Bio

Alexandra Barth (1989, Malacky, Slovakia)

email: barthalexandra@gmail.com

IG: https://www.instagram.com/alex.barth/

Education

2007 – 2013      Academy of fine arts and design Bratislava,  dpt. of   painting (M.A.)

Solo exhibitions / selection

2020      Configurations of the banal (in a dramatic lighting), Phoinix, Bratislava

2020      The Elevator, Fondazione Zimei c/o Urban gallery , Pescara

2019      Evidence of Absence, Hotdock project space, Bratislava 

2018      Pozoruhodnosti, Žumpa, Bratislava

2018      Stav vecí, Sumec, Bratislava

2017      Pôvodný stav, Temporary Parapet, Bratislava

2017      Poriadok vecí, Kunstverein Bratislava

2015      Pokoj, PRFR studios, Bratislava

Group exhibitions / selection  

2020      Like a picture, Photoport, Bratislava

2019      The Elevator, Temporary Parapet, Bratislava

2017      MDŽ, White&Weiss, Bratislava

2016      Kunstverein Selection 2016, PRFR Studios, Bratislava

2016      Jej svet, OGV Jihlava, CZ                                              

2014      Diversity required, Slovak National Gallery, Bratislava            

2013      Master’s diploma work, House of Arts, Bratislava

2011      Katzensuppe, SODA, Bratislava

2010      Art now, Kasárne/Kulturpark, Košice

Other

2019     Co-organiser of PGW – Petržalka Gallery Weekend

2017 – 2020    Founder and curator of Temporary Parapet – artist-run gallery in Bratislava-Petržalka

Residencies

2020     VARP – FKSE Budapest

Prizes

2021     Strabag Artaward – Jury preselection

Artist statement

My work is in a broader sense always autobiographical. It began in 2014 with a series of self-mythologizing autoportrait paintings, often including some architectonic or interior design atributes. Slowly my attention moved to “figureless” still life – I was observing the things surrounding me and realized that the setting of one’s “habitat” tells a lot about him. The interest in the daily and mundane further led me to see the private spaces in the broader context of housing culture and urbanistic structures.
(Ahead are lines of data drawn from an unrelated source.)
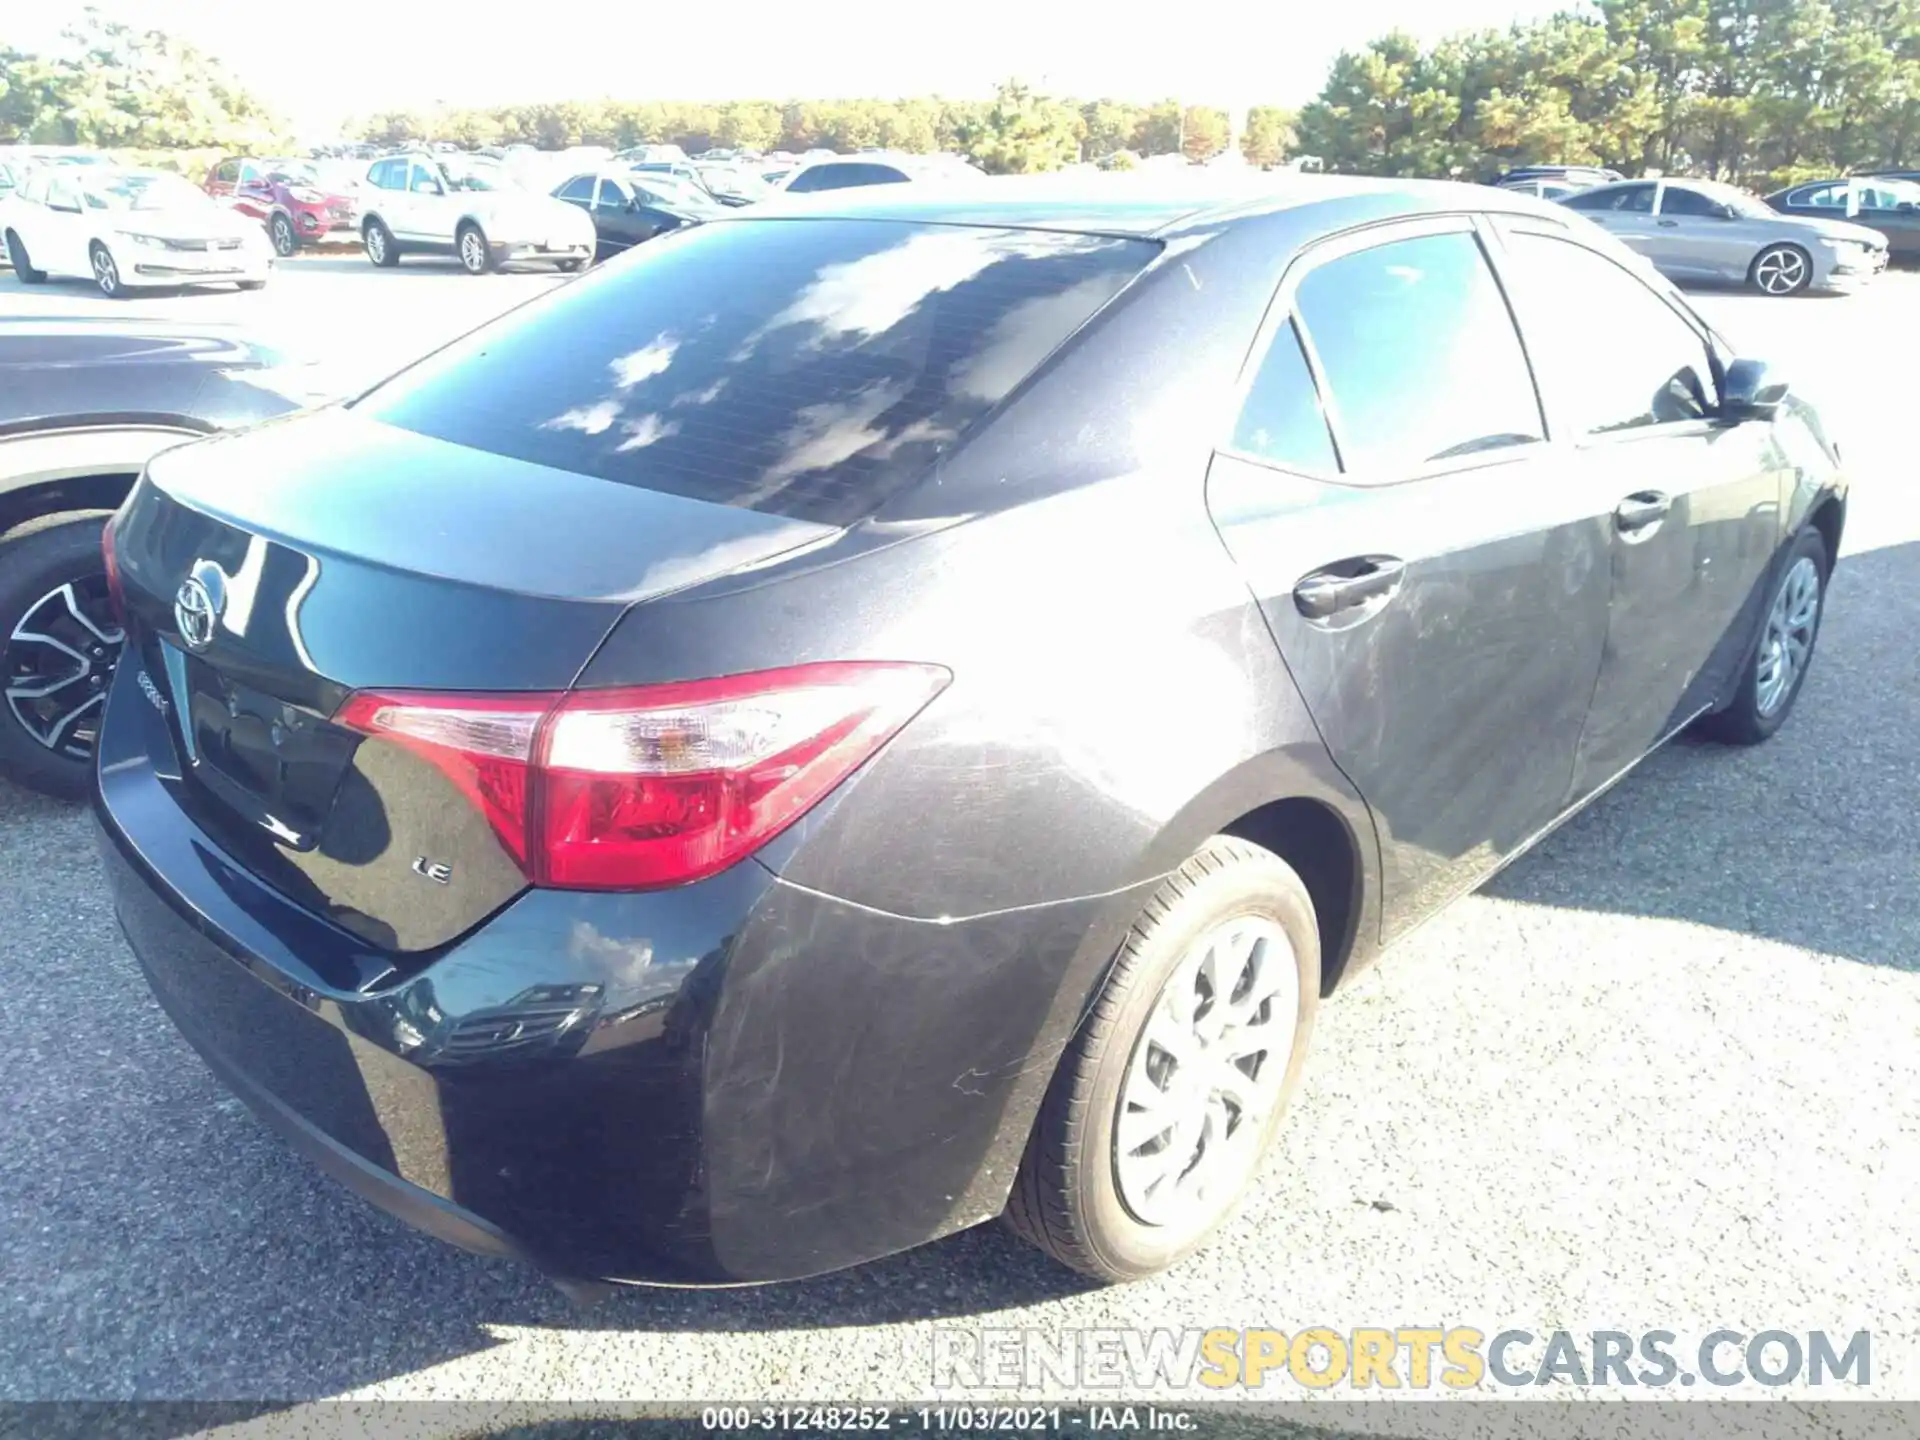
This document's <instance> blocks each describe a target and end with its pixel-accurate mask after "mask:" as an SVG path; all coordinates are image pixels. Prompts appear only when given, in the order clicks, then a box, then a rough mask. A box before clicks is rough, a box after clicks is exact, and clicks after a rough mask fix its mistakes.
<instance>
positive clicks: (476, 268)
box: [459, 225, 493, 275]
mask: <svg viewBox="0 0 1920 1440" xmlns="http://www.w3.org/2000/svg"><path fill="white" fill-rule="evenodd" d="M459 253H461V269H465V271H467V273H468V275H486V273H488V271H490V269H493V259H492V255H490V253H488V248H486V236H484V234H480V227H478V225H467V227H461V238H459Z"/></svg>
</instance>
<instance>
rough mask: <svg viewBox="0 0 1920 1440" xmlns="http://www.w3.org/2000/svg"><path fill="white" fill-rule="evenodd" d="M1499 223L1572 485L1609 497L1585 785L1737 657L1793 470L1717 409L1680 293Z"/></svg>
mask: <svg viewBox="0 0 1920 1440" xmlns="http://www.w3.org/2000/svg"><path fill="white" fill-rule="evenodd" d="M1501 228H1503V232H1505V257H1507V271H1509V273H1511V276H1513V294H1515V300H1517V303H1519V307H1521V319H1523V324H1524V326H1526V334H1528V342H1530V349H1532V355H1534V365H1536V371H1538V372H1540V378H1542V392H1544V396H1546V401H1548V407H1549V417H1551V420H1553V424H1555V432H1557V434H1565V436H1569V440H1571V444H1572V453H1574V468H1576V472H1578V480H1576V484H1578V486H1582V488H1584V490H1588V492H1596V493H1609V495H1611V497H1613V501H1611V507H1613V515H1611V526H1609V528H1611V541H1609V551H1611V553H1609V570H1611V574H1613V582H1611V593H1613V597H1611V614H1609V626H1607V659H1605V664H1603V666H1601V672H1599V682H1597V685H1596V689H1594V707H1592V714H1590V718H1588V726H1586V735H1584V737H1582V741H1580V755H1578V762H1576V766H1574V797H1580V795H1588V793H1592V791H1594V789H1597V787H1599V785H1605V783H1607V781H1609V780H1613V778H1615V776H1617V774H1619V772H1620V770H1622V768H1626V766H1630V764H1632V762H1634V760H1638V758H1640V756H1642V755H1645V753H1647V751H1649V749H1651V747H1653V745H1657V743H1659V741H1661V739H1665V737H1667V735H1670V733H1672V732H1674V730H1678V728H1680V726H1684V724H1686V722H1688V720H1692V718H1693V716H1697V714H1699V712H1701V710H1703V708H1705V707H1707V705H1711V703H1713V699H1715V695H1716V693H1718V691H1720V689H1722V687H1724V685H1726V684H1728V680H1730V678H1732V674H1734V670H1738V666H1740V664H1741V662H1743V659H1745V641H1747V637H1749V636H1751V634H1753V624H1755V620H1757V616H1759V605H1761V601H1763V593H1764V578H1766V572H1768V566H1770V561H1772V557H1774V553H1776V549H1778V545H1780V541H1782V536H1784V530H1782V526H1784V518H1782V516H1784V499H1786V492H1788V486H1789V484H1791V478H1793V476H1791V467H1788V465H1786V461H1784V457H1782V453H1780V451H1778V447H1776V445H1774V444H1772V438H1770V434H1768V426H1764V424H1722V422H1718V420H1716V419H1713V409H1715V405H1716V403H1718V396H1716V390H1715V384H1716V382H1715V371H1716V367H1715V355H1713V346H1711V340H1709V336H1707V332H1705V330H1703V326H1699V323H1697V321H1695V319H1693V317H1692V315H1690V313H1688V311H1686V309H1684V307H1682V303H1680V301H1678V300H1676V298H1670V296H1667V294H1661V292H1657V290H1655V288H1653V286H1649V284H1647V282H1645V280H1642V278H1640V276H1638V275H1634V273H1630V271H1628V269H1626V267H1624V265H1619V263H1615V261H1613V259H1609V257H1607V255H1603V253H1599V252H1597V250H1592V248H1588V246H1584V244H1580V242H1578V240H1576V238H1574V236H1571V234H1567V232H1565V230H1555V228H1549V227H1544V225H1536V223H1532V221H1519V219H1515V221H1503V223H1501Z"/></svg>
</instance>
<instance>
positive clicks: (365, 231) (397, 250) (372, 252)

Despite the usual expectations connected to such subjects, my approach remains very personal, subjective and intuitive. I like to concentrate on aesthetic qualities of space and things – their structural elements, emotional qualities of materials, psychological tension between the parts.

I am reducing all the visual means to the neccesary core as I want the viewer to concentrate on the key moments. I like to supress any human touch to my works, there are no visible brush strokes, the surface is very flat and everything shaped clearly and precisely.   There’s a feeling of detachment, coldness, but in the same time somehow melancholic in their abandonment from any living form. These paintings are in a way photographical or render like. Perceivable as fictional reality, fake architectural sketches. Derived from actual photographs from an actual reality. This “pseudo-objective” process offers perspective on the usual surroundings which are experienced unnoticed, helping to better understand our layouts and the way they are connected to the daily experience.